Kedua, diversifikasi merek, terutama di segmen niaga, menandakan pasar Indonesia semakin terbuka bagi pemain baru yang menawarkan solusi logistik berbasis listrik atau hibrida. Kehadiran 7 merek kendaraan niaga, naik tiga unit, memberi sinyal bahwa operator fleet mulai memikirkan total cost of ownership (TCO) yang lebih rendah, bukan sekadar harga beli.
Ketiga, penurunan merek sepeda motor menjadi 13 merek mengindikasikan pergeseran fokus konsumen dari dua‑roda ke empat‑roda, terutama mengingat regulasi emisi yang semakin ketat dan kebijakan subsidi listrik yang mendukung kendaraan listrik. Produsen motor harus segera mengakselerasi inovasi, misalnya dengan motor listrik berkapasitas tinggi atau skuter dengan range lebih dari 200 km.

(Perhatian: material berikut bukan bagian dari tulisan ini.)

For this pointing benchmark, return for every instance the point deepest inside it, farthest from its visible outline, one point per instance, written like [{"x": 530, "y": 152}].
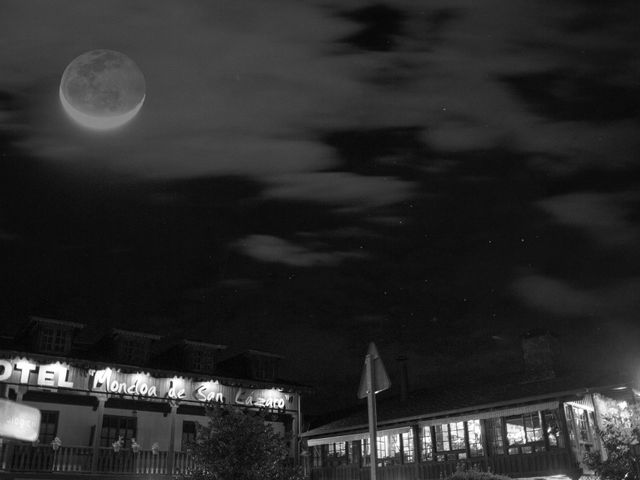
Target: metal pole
[{"x": 371, "y": 401}]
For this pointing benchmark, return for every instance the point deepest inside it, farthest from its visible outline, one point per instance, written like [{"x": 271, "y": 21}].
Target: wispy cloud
[
  {"x": 603, "y": 216},
  {"x": 618, "y": 301},
  {"x": 341, "y": 189},
  {"x": 267, "y": 248}
]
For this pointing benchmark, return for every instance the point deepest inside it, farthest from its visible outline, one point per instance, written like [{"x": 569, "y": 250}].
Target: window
[
  {"x": 114, "y": 427},
  {"x": 188, "y": 434},
  {"x": 133, "y": 350},
  {"x": 475, "y": 438},
  {"x": 554, "y": 433},
  {"x": 201, "y": 360},
  {"x": 338, "y": 449},
  {"x": 456, "y": 433},
  {"x": 495, "y": 441},
  {"x": 442, "y": 438},
  {"x": 53, "y": 340},
  {"x": 48, "y": 426},
  {"x": 426, "y": 444},
  {"x": 583, "y": 426},
  {"x": 316, "y": 456},
  {"x": 337, "y": 453},
  {"x": 406, "y": 440},
  {"x": 265, "y": 368},
  {"x": 365, "y": 451},
  {"x": 389, "y": 449},
  {"x": 450, "y": 441},
  {"x": 524, "y": 433}
]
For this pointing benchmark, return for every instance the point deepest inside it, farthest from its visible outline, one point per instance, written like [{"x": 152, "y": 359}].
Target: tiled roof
[{"x": 461, "y": 398}]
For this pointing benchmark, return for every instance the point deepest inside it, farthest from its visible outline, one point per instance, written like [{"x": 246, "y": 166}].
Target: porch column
[
  {"x": 417, "y": 444},
  {"x": 102, "y": 399},
  {"x": 172, "y": 441}
]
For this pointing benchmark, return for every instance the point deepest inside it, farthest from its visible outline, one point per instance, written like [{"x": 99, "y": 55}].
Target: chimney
[
  {"x": 538, "y": 348},
  {"x": 404, "y": 378}
]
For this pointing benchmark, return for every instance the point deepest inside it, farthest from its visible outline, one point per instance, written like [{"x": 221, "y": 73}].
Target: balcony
[
  {"x": 19, "y": 457},
  {"x": 558, "y": 462}
]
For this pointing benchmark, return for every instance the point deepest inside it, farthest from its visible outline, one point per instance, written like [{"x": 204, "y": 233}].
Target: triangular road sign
[{"x": 380, "y": 378}]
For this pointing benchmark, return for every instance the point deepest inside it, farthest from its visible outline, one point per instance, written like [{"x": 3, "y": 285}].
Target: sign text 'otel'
[{"x": 58, "y": 375}]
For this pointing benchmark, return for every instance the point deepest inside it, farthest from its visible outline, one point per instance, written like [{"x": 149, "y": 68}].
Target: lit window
[
  {"x": 188, "y": 434},
  {"x": 494, "y": 432},
  {"x": 316, "y": 456},
  {"x": 554, "y": 433},
  {"x": 456, "y": 431},
  {"x": 475, "y": 438},
  {"x": 114, "y": 427},
  {"x": 389, "y": 449},
  {"x": 365, "y": 450},
  {"x": 426, "y": 444},
  {"x": 408, "y": 455},
  {"x": 442, "y": 438},
  {"x": 48, "y": 426},
  {"x": 524, "y": 433}
]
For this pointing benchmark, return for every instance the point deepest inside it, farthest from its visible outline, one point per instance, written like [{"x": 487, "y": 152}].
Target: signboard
[
  {"x": 140, "y": 385},
  {"x": 19, "y": 421}
]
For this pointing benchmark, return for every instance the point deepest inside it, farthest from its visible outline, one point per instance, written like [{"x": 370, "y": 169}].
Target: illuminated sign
[
  {"x": 19, "y": 421},
  {"x": 139, "y": 385}
]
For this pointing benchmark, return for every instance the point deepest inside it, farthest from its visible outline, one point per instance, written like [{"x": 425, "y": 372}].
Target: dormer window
[
  {"x": 201, "y": 360},
  {"x": 133, "y": 350},
  {"x": 201, "y": 356},
  {"x": 53, "y": 339}
]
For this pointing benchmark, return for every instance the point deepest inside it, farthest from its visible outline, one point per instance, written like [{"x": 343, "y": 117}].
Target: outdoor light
[
  {"x": 117, "y": 445},
  {"x": 56, "y": 443}
]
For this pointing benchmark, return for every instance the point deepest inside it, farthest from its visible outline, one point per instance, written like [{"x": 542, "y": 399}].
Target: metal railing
[{"x": 20, "y": 457}]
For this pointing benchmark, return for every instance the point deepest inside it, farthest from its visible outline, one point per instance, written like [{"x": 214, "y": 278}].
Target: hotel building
[
  {"x": 539, "y": 425},
  {"x": 129, "y": 403}
]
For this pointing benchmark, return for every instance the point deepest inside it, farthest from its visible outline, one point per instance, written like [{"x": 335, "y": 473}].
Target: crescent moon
[{"x": 102, "y": 122}]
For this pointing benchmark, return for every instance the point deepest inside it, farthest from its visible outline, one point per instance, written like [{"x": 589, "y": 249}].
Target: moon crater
[{"x": 102, "y": 89}]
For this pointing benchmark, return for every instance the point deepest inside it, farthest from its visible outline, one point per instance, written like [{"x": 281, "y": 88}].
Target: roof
[
  {"x": 264, "y": 354},
  {"x": 53, "y": 321},
  {"x": 131, "y": 333},
  {"x": 204, "y": 344},
  {"x": 458, "y": 399}
]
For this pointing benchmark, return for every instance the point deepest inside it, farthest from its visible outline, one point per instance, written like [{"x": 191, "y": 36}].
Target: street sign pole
[{"x": 371, "y": 402}]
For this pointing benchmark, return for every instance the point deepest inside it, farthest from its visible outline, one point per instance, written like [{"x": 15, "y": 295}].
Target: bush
[
  {"x": 239, "y": 445},
  {"x": 463, "y": 472},
  {"x": 620, "y": 436}
]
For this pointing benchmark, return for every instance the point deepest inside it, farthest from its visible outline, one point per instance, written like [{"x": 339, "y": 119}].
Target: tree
[
  {"x": 238, "y": 445},
  {"x": 620, "y": 434}
]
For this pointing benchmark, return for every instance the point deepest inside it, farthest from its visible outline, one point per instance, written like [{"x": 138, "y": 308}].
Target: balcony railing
[
  {"x": 17, "y": 457},
  {"x": 523, "y": 465}
]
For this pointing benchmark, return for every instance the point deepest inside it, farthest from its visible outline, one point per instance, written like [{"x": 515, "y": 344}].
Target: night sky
[{"x": 305, "y": 177}]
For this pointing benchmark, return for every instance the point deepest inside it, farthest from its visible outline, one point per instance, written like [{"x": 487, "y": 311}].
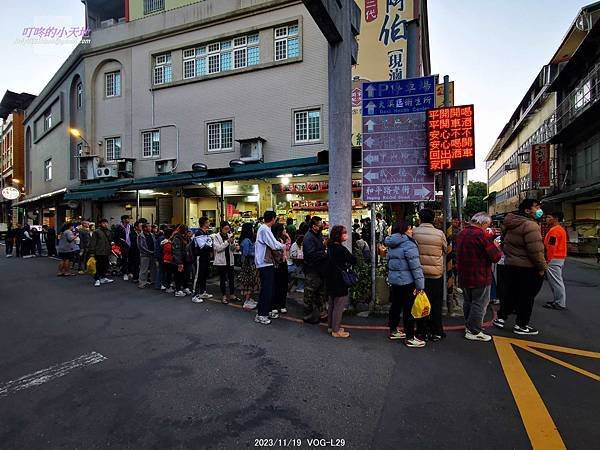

Akhirnya, durasi kunjungan rata‑rata lima jam menunjukkan bahwa pameran tidak lagi sekadar ajang peluncuran, melainkan arena edukasi. Konsumen menghabiskan waktu untuk memahami teknologi ADAS, platform EV, serta integrasi connected car. Ini menuntut produsen untuk menyiapkan tim teknis yang mampu menjawab pertanyaan detail, mulai dari charging curve hingga over‑the‑air updates. Tanpa edukasi yang memadai, potensi penjualan akan terhambat meski minat tinggi.
Pertanyaan yang Sering Diajukan (FAQ)
- Q: Berapa total pengunjung GIIAS 2026?
A: 496.378 pengunjung selama 11 hari. - Q: Berapa banyak test‑drive yang dilakukan?
A: Lebih dari 26.000 trip, naik sekitar 30 % dibandingkan tahun 2025. - Q: Berapa jumlah merek yang berpartisipasi?
A: Lebih dari 65 merek, termasuk 43 merek mobil penumpang dan 7 merek kendaraan niaga.